As an LG UltraFine 5K owner, I like the idea of being able to daisy chain the monitor to my MacBook Pro via the TS3 Lite dock. I was able to test this out, and it worked just as expected. But since the UltraFine 5K Display already features three downstream USB Type-C 3.1 gen 1 ports, some users may find that the display itself, when accompanied by a few dongles, offers enough connectivity options to get by.
A lack of power
By not including full power delivery, it seems that CalDigit is able to offer the TS3 Lite at a cheaper price than its full fledged $299 upcoming Thunderbolt 3 dock offering. Hence, CalDigit is marketing the TS3 Lite at those users who don’t require full power delivery from the unit’s Thunderbolt 3 port.
It seems strange at first, but after testing out the dock with a fully charged 2016 13-inch MacBook Pro, I found that the machine was able to tread water and stay fully charged even while sipping just 15W of power from the TS3 Lite. This occurred when I kept the UltraFine’s display brightness around 75% while just browsing the web. As soon as I cranked up the brightness and started exporting videos, I noticed that the battery power began to dip down, although certainly slower than if the dock was not connected. Eventually, the 15W of power would resupply the MacBook’s battery with a full charge, albeit very slowly.

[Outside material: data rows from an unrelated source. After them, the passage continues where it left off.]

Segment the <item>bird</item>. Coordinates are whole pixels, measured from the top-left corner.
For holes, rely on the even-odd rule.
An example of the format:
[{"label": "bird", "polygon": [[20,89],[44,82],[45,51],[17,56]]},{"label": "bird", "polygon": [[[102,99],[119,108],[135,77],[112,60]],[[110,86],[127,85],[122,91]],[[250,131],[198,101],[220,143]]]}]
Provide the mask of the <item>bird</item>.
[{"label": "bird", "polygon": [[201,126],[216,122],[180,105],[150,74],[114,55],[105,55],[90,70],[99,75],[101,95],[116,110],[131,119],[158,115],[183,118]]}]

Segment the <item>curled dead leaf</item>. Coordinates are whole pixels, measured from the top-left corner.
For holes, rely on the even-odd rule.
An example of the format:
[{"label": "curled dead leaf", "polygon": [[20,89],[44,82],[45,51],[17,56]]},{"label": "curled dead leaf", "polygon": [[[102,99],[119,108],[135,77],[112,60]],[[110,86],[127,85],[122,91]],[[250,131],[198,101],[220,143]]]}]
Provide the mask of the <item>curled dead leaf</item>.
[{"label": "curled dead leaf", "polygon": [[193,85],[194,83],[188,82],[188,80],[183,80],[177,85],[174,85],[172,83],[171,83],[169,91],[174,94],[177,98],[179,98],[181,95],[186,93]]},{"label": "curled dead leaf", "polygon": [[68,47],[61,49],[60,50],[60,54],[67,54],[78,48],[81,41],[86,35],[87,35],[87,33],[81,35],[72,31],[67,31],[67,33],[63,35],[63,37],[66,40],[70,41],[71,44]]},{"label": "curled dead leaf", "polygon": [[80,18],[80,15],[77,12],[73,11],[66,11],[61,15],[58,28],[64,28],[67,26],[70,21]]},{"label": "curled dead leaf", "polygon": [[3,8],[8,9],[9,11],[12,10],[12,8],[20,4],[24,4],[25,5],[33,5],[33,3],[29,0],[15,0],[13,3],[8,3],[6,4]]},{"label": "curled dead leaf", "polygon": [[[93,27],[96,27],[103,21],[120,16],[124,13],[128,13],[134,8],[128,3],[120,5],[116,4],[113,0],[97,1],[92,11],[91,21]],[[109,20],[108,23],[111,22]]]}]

Users who keep their laptops connected most of the time probably won’t feel much of an impact from the lack of power delivery. That said, if you often move around with your MacBook Pro, you’ll need to connect a second power cable to feed it enough power to be ready to go when you leave your home or office.
CalDigit’s $200 TS3 Lite Thunderbolt 3 dock works as advertised. It allows users to connect two 4K displays or a single 5K display, and provides needed connectivity options like USB-A, USB-C, Gigabit Ethernet, DisplayPort, and more. Because it doesn’t provide the needed power to properly charge the MacBook Pro, it won’t be for all users. Also, keep in mind that there are other dock solutions on the horizon, including CalDigit’s own TS3 dock with 85W of power delivery, and a Thunderbolt 3 dock from OWC.